密码子使用偏差(CUB)是指编码相同氨基酸的同义密码子的不均衡使用,在细菌基因组内部和不同基因之间存在差异。众所周知,CUB 受基因表达的影响,因此在一些细菌中,高表达基因和低表达基因之间的 CUB 存在差异。在本文中,我们扩展了密码子使用研究,将基因本质作为一个特征。利用基于机器学习(ML)的方法,我们分析了大肠杆菌和其他 34 个细菌基因组中基因本质特征可从公共数据库中获得的基因本质和非本质基因之间的相对同义密码子用法(RSCU)值。在大多数细菌基因组中,我们观察到必需基因和非必需基因之间的密码子使用模式存在明显差异,因此,基于 ML 的分类器获得了较高的曲线下面积(AUC)分数,在 28 个生物体中的最低分数为 70.0。此外,每个基因组中不同密码子对基因分类的重要性也不同。在大肠杆菌的重要基因中,Arg 密码子 CGT 和 Gly 密码子 GGT 是最受欢迎的密码子。有趣的是,在所研究的 35 个细菌基因组中,CGT、ATA、GGT 和 GGG 等一些密码子被观察到对重要基因的分类有一致的贡献。另一方面,分别编码氨基酸 Cys 和 His 的密码子 TGY 和 CAY 是所有这些细菌中对基因分类贡献最小的密码子。

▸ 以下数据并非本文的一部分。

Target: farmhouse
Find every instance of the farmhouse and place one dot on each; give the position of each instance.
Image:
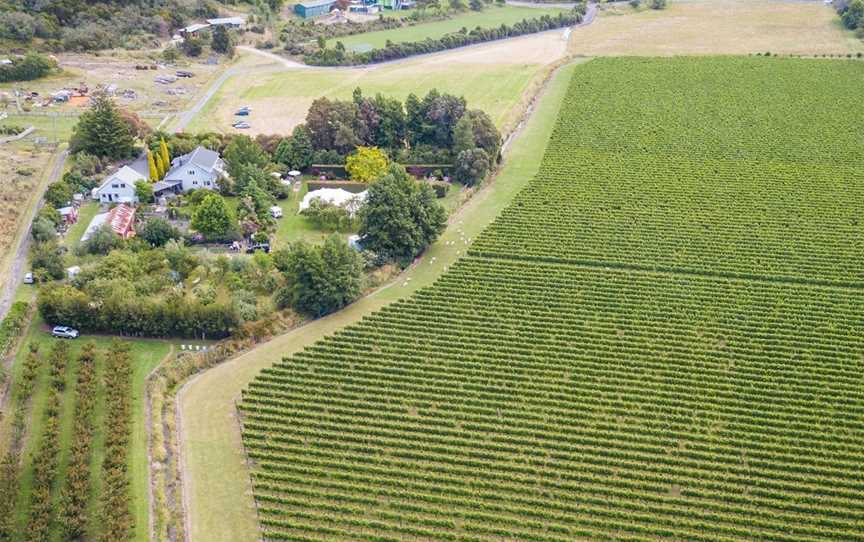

这项研究证明了细菌基因组中同义密码子使用的差异对基因本质的影响,并提出了细菌中常见的密码子使用模式。
本文章由计算机程序翻译,如有差异,请以英文原文为准。

Differentially used codons among essential genes in bacteria identified by machine learning-based analysis.

Differentially used codons among essential genes in bacteria identified by machine learning-based analysis.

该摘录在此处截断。